The crush of people in Atwood Hall that evening seemed to shrink the room — there were students and members of the public, a strong representation of black audience members who’d traveled from as far as New Haven, Black Muslims selling copies of the newspaper Muhammad Speaks, and security guards and police officers patrolling in response to threats of violent retaliation against the Muslims.
“It was an electric atmosphere,” Bailey remembers. “Malcolm was energized by this young, receptive audience. It doesn’t mean that they believed what he believed in, but they were fascinated to have this man here to talk to us … and he wore them out. He was incisive, he was unforgiving, he didn’t back down.”
Clearly. In his closing statements, as Bailey records them in his memoir “The Education of a Black Radical,” Malcolm X threw down the gauntlet:
“The time is up for the oppressor, the end of time has come for whitism and colonialism. The white man is on the way out. … We have reached the stage where we no longer think you are capable of treating us right. You do not have it in your hearts. We are turning to God.”
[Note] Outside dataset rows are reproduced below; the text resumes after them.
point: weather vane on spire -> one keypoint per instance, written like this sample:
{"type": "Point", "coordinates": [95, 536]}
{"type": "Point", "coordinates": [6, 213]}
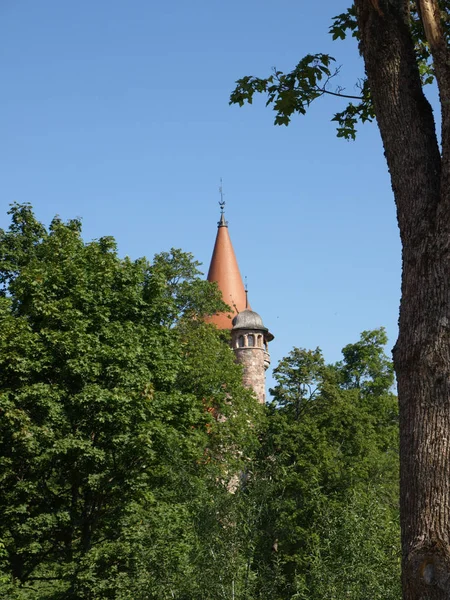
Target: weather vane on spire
{"type": "Point", "coordinates": [222, 222]}
{"type": "Point", "coordinates": [222, 201]}
{"type": "Point", "coordinates": [246, 292]}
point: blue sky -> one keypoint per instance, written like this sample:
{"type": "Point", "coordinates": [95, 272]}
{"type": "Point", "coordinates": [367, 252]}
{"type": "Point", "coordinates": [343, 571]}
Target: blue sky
{"type": "Point", "coordinates": [117, 112]}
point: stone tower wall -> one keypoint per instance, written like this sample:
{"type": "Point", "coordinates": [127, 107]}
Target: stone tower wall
{"type": "Point", "coordinates": [250, 349]}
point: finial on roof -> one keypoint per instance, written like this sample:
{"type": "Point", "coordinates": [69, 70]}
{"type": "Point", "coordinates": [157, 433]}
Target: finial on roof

Malcolm later attended a reception in a student lounge, where he quietly answered the students’ questions. In this intimate setting, Bailey was struck by the man’s controlled demeanor so soon after issuing his fiery pronouncements from the Atwood Hall stage.
The evening concluded at Bailey’s apartment, where he and Malcolm X chatted about the day’s events.
“At about midnight, he charged me $75 for his expenses and I paid him,” Bailey recalls. “And then he disappeared into the night and back out of Worcester.”